In the Fall 2009 semester of the 2009-10 academic year, the average NSCC student took 12.1 credits with \(\sigma = 3.1\). I’m curious if that average differs among NSCC students last year (a sample of which is in the NSCC student dataset). Conduct a hypothesis test by a confidence interval to determine if the average credits differs last year from Fall 2009.

  1. Write the hypotheses \[H_0: \mu = \mu_{old}\] \[H_A: \mu \neq \mu_{old}\]

  2. Create confidence interval

# Calculate mean of Credits variable
student_credits_mean <- mean(nscc_students$Credits, na.rm = TRUE)

# Calculate sample size of Credits variable
student_credits_ss <- table(is.na(nscc_students$Credits))[["FALSE"]]
# Calculate the confidence bounds
student_credits_conf95_margin <- qnorm(0.995)*3.1/sqrt(student_credits_ss)

# Lower bound of 95% CI
student_credits_mean - student_credits_conf95_margin
## [1] 10.51245
# Upper bound of 95% CI
student_credits_mean + student_credits_conf95_margin
## [1] 13.03755
  1. Make decision to reject H0 or fail to reject H0 based on confidence interval
    As \(\mu_{old}\) is well within our confidence interval, we must fail to reject \(H_0\)

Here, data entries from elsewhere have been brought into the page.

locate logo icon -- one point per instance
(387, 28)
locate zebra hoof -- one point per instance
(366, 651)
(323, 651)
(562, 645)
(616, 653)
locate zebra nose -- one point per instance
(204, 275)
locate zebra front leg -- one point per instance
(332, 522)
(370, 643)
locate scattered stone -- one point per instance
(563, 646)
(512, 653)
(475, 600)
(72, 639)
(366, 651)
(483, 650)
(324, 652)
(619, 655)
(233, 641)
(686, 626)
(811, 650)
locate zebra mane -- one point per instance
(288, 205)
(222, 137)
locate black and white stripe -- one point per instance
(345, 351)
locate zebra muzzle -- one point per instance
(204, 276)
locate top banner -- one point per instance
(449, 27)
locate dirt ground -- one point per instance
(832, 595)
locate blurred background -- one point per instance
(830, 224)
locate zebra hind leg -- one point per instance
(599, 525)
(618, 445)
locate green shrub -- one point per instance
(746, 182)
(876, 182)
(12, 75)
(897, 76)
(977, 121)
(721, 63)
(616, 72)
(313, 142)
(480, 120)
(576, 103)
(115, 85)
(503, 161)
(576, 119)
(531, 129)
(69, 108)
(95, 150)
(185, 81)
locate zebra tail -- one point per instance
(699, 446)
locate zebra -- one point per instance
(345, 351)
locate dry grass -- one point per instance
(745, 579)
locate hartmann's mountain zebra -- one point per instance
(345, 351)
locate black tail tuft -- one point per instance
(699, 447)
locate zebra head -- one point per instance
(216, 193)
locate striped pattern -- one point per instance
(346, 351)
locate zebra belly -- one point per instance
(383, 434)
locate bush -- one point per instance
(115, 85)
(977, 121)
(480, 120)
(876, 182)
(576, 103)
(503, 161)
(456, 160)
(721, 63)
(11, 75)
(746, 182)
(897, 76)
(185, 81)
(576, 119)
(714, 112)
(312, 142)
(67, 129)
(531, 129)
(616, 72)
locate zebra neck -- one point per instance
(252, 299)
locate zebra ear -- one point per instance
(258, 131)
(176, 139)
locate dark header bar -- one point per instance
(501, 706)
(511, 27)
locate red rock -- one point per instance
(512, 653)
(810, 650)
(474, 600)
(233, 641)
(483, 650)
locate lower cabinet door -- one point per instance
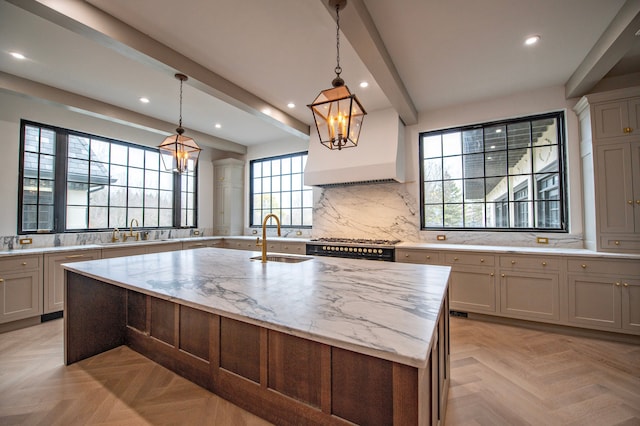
(594, 301)
(530, 295)
(473, 290)
(631, 305)
(20, 295)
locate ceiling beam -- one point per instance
(87, 20)
(358, 27)
(94, 108)
(614, 43)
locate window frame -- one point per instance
(533, 176)
(62, 136)
(252, 209)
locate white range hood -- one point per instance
(379, 156)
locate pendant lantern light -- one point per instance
(338, 114)
(179, 153)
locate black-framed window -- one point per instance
(506, 175)
(277, 186)
(73, 181)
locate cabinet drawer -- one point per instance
(620, 243)
(602, 266)
(535, 263)
(418, 256)
(20, 263)
(469, 259)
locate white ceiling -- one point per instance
(245, 55)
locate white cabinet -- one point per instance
(54, 276)
(228, 188)
(20, 287)
(610, 152)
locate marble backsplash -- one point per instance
(391, 211)
(12, 242)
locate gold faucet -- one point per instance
(264, 234)
(113, 235)
(131, 234)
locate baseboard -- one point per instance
(556, 328)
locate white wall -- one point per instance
(15, 107)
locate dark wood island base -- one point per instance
(282, 378)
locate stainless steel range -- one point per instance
(353, 248)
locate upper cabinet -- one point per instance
(610, 152)
(617, 119)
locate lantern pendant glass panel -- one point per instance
(179, 153)
(338, 115)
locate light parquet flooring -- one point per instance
(500, 375)
(507, 375)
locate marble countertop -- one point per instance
(62, 249)
(384, 309)
(515, 250)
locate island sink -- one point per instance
(282, 258)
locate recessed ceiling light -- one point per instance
(532, 40)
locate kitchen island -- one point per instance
(320, 341)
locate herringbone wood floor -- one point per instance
(501, 375)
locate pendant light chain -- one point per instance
(338, 69)
(180, 120)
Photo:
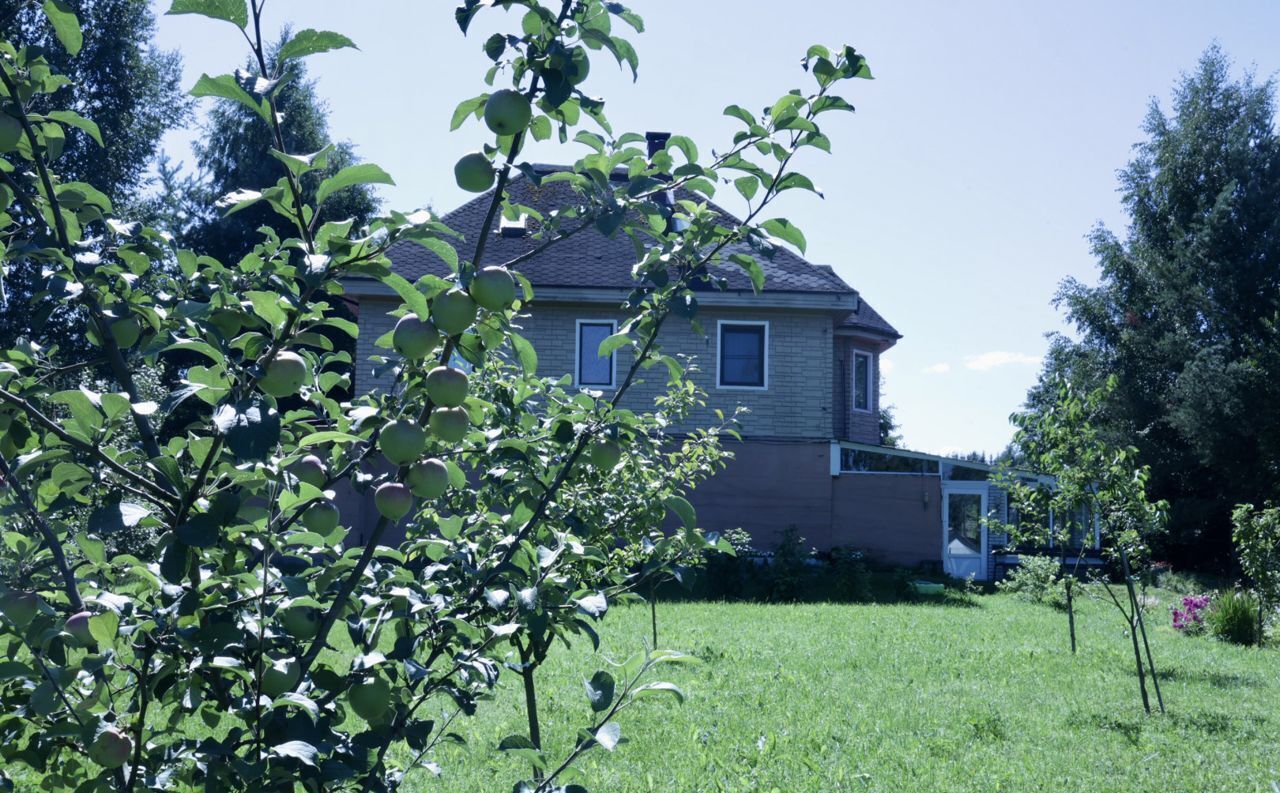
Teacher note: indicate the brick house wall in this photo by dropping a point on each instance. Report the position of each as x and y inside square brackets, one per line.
[800, 348]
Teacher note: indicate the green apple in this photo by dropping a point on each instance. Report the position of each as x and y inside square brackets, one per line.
[284, 374]
[493, 288]
[19, 608]
[393, 500]
[311, 470]
[300, 622]
[402, 441]
[77, 624]
[507, 111]
[414, 338]
[371, 700]
[447, 386]
[321, 517]
[453, 311]
[280, 677]
[126, 331]
[429, 478]
[474, 173]
[606, 454]
[577, 68]
[449, 425]
[110, 748]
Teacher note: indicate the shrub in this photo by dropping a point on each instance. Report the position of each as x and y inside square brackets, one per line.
[1234, 618]
[1191, 617]
[1036, 578]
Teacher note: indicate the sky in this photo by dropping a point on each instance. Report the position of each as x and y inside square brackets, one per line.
[956, 198]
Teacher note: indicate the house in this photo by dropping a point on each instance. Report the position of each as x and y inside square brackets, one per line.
[803, 356]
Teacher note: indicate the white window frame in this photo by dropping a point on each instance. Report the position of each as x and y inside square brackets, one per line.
[720, 335]
[577, 354]
[871, 381]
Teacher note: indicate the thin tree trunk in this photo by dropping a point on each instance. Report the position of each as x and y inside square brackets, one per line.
[526, 673]
[653, 612]
[1142, 627]
[1137, 652]
[1070, 609]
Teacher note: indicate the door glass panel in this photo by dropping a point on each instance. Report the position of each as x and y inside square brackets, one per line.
[964, 522]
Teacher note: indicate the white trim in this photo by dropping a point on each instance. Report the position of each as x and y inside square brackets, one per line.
[871, 380]
[577, 356]
[359, 287]
[720, 328]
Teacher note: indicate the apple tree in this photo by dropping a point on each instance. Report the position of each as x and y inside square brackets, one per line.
[250, 646]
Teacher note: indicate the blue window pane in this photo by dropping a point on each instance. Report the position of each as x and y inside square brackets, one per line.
[592, 369]
[741, 356]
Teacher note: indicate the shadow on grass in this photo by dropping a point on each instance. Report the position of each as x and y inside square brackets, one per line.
[1217, 679]
[1127, 727]
[1217, 724]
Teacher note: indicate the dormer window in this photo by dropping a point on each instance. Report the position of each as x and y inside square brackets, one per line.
[863, 381]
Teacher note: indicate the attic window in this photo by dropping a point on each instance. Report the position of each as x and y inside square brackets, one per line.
[513, 228]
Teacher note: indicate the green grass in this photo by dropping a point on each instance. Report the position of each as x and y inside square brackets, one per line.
[901, 697]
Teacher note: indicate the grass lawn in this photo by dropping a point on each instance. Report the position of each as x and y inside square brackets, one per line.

  2. Write a concluding statement
    There is not sufficient evidence that this year’s average credits taken is any different from the 2009-10 academic year.

Question 8

NSCC is investigating whether NSCC students have a higher than average stress level which can be identified by a higher than average standing pulse rate. Conduct a hypothesis test by a p-value to determine if NSCC students have a higher pulse rate than the national average of 72 bpm for adults. Recall the assumption that \(\sigma = 12\) for NSCC student pulse rates.

  1. Write the hypotheses \[H_0: \mu = 72\] \[H_A: \mu \neq 72\]

  2. Calculate p-value of getting sample data by chance

# Calculate mean of PulseRate variable
student_pulse_mean <- mean(nscc_students$PulseRate, na.rm = TRUE)
student_pulse_ss <- table(is.na(nscc_students$PulseRate))[["FALSE"]]
# Probability of getting that sample data by random chance if mean was indeed 72bpm
pnorm(mean = 72, sd = 12/sqrt(student_pulse_ss), q = student_pulse_mean)
## [1] 0.775485
  1. Make decision to reject H0 or fail to reject H0 at a significance level of 0.05 based on p-value.
    We fail to reject \(H_0\) as the p-value is greater than 0.05.

  2. Write a concluding statement
    There is not sufficient evidence that NSCC students have a significantly differing pulse rate from the national average.